It is ridiculously uneconomical to create the volume for pumped storage. For context, with 100 meters of pressure head, you'd need 25,000 olympic swimming pools worth of water to store 12 hours of electricity from a 1 GW electric plant with 70% roundtrip efficiency. At a cost of $216/cubic yard of excavation, that's over $17 Billion. If you can make 3 cents per kwh profit buying at low times and selling at high, it would take 129 years to cover just the costs of digging the hole at the high spot. Then you need to dig another hole of the same size at the low spot so you can reuse the water.
There are really only 3 options - dam up a watershed so you can get a huge volume without much structure, build your resevoir on top of a mountain so you can get much larger pressure head and thus require less volume, or reuse a hole you were digging anyways such as an open pit mine. In all three cases you are heavily constrained by geography.
I think you'll find the attached link is project currently in development that does exactly what you're saying is economically impossible. It clearly is not impossible to build a relatively shallow dikes on top of a butte.
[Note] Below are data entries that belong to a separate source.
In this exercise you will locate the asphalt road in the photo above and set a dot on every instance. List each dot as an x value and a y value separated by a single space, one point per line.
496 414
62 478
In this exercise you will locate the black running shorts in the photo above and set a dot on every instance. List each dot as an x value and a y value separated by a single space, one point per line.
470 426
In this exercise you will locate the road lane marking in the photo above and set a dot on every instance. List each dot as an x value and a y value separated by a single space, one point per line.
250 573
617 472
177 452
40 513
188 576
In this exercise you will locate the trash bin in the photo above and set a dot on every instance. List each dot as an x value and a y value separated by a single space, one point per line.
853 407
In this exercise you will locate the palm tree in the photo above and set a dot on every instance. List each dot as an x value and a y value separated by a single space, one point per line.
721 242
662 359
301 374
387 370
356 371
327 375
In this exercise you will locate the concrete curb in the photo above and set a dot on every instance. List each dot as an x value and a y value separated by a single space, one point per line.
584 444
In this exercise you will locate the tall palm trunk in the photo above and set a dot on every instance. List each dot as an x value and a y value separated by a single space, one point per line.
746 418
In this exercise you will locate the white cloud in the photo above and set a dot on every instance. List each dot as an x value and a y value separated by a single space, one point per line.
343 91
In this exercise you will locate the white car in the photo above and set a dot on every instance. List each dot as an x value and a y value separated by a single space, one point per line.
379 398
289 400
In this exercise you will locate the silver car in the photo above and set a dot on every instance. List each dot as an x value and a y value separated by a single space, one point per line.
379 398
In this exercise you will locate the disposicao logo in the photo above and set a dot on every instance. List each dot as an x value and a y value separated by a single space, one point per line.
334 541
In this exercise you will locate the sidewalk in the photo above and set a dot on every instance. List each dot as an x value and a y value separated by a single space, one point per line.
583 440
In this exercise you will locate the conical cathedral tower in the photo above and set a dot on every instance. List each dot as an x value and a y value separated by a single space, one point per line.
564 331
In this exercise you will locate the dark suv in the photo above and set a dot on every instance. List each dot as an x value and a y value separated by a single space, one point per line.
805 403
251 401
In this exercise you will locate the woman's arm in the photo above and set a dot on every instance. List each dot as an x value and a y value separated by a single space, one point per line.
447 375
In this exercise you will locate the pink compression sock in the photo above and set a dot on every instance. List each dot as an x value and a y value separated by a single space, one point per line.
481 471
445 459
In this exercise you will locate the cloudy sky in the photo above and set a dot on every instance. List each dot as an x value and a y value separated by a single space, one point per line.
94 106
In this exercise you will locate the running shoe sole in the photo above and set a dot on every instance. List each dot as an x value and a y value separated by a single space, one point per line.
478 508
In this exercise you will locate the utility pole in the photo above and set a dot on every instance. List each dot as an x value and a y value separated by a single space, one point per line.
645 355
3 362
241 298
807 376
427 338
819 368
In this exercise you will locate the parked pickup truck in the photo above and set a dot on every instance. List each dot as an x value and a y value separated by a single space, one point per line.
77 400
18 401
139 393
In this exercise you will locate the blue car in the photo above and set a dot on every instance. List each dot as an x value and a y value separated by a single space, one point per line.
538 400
Usually the rock is waste from excavation. When buying it you pay the cost of transport, group that did the excavation might have even paid for the rock to be removed.
There are really only 3 options - dam up a watershed so you can get a huge volume without much structure, build your resevoir on top of a mountain so you can get much larger pressure head and thus require less volume, or reuse a hole you were digging anyways such as an open pit mine. In all three cases you are heavily constrained by geography.